In this blog post, we will walk through creating a simple yet powerful MindStudio worker that monitors a website for updates and alerts you via email when new content is detected. For this example, we’ll pretend you’re a journalist tracking layoff or closure notices issued by the state of New York.
What We’re Building
Our goal: Monitor a website for new layoff or closure notices, extract data from PDFs, and summarize the key information in an email.
This worker will automatically run every hour and provide:
- Headlines and teasers
- Relevant metadata
- A three-bullet summary
- A link to the source PDF
Step 1: Generate a New Workflow
- Open MindStudio and create a new workflow.

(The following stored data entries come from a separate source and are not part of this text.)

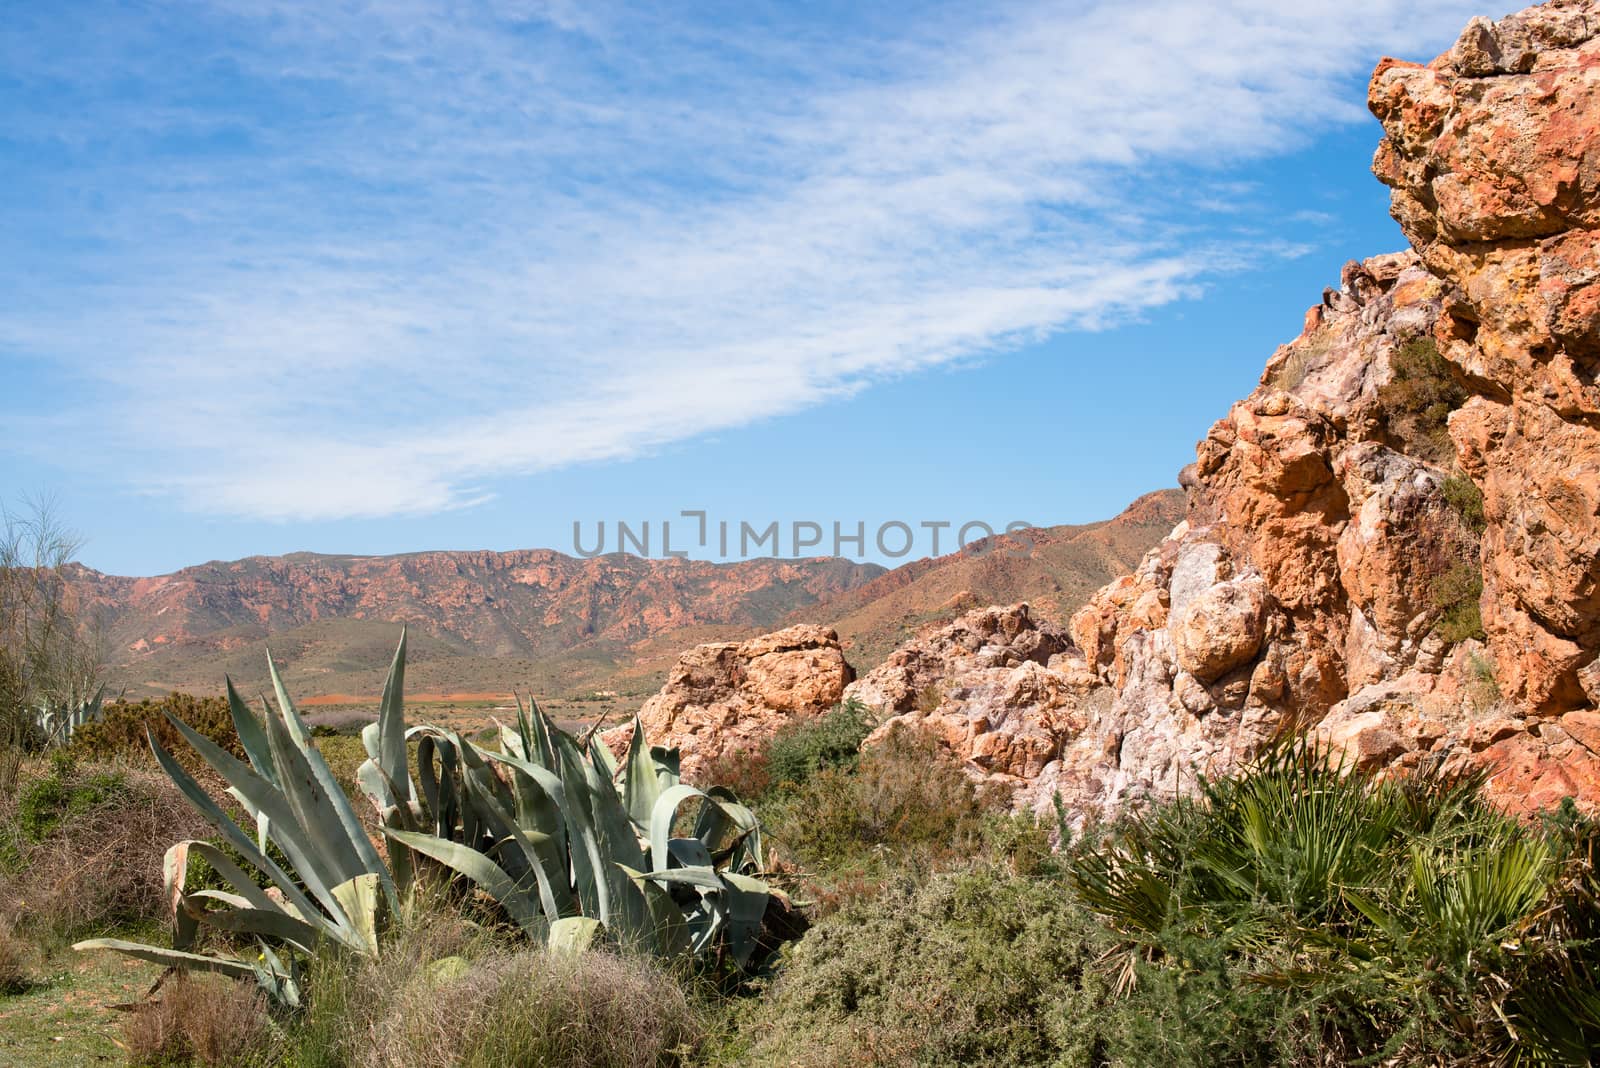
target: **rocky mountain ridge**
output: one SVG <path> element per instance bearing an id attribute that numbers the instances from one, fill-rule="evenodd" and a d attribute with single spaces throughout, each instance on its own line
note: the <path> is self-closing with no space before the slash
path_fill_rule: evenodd
<path id="1" fill-rule="evenodd" d="M 686 645 L 826 622 L 852 661 L 876 664 L 930 622 L 991 599 L 1029 597 L 1064 620 L 1182 513 L 1177 490 L 1101 522 L 998 540 L 894 571 L 838 558 L 715 564 L 548 549 L 397 556 L 294 553 L 214 561 L 154 578 L 75 569 L 103 626 L 114 684 L 211 692 L 252 685 L 262 642 L 308 695 L 374 693 L 394 640 L 413 630 L 419 680 L 446 692 L 512 687 L 637 692 Z M 1027 549 L 1025 554 L 1011 550 Z"/>
<path id="2" fill-rule="evenodd" d="M 549 657 L 704 626 L 758 631 L 883 568 L 849 560 L 712 564 L 548 549 L 250 557 L 156 578 L 75 573 L 115 663 L 259 646 L 324 620 L 406 623 L 481 657 Z M 392 642 L 392 637 L 390 638 Z"/>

- In the workflow request, specify:
- Schedule: Run every hour.
- Task:
- Check a specific URL for new notices.
- Scrape the PDF linked to each new notice.
- Generate a high-level report summarizing the content.
- Send this report as an email.
- Click Generate to let MindStudio build the workflow.
At this stage, MindStudio will propose the architecture for your workflow.
Step 2: Understand the Workflow Architecture
After generating, review the proposed workflow components:
- Global Variable: Keeps track of previously processed notices.
- Schedule: Runs hourly at the start of each hour.
- Scraper: Scrapes the notice page and identifies linked PDFs.
- Logic Block: Determines if there are new notices.
- PDF Processor: Extracts text content from PDFs.
- Email Sender: Formats the extracted content into Markdown and sends it via email.
If everything looks good, proceed to build the workflow.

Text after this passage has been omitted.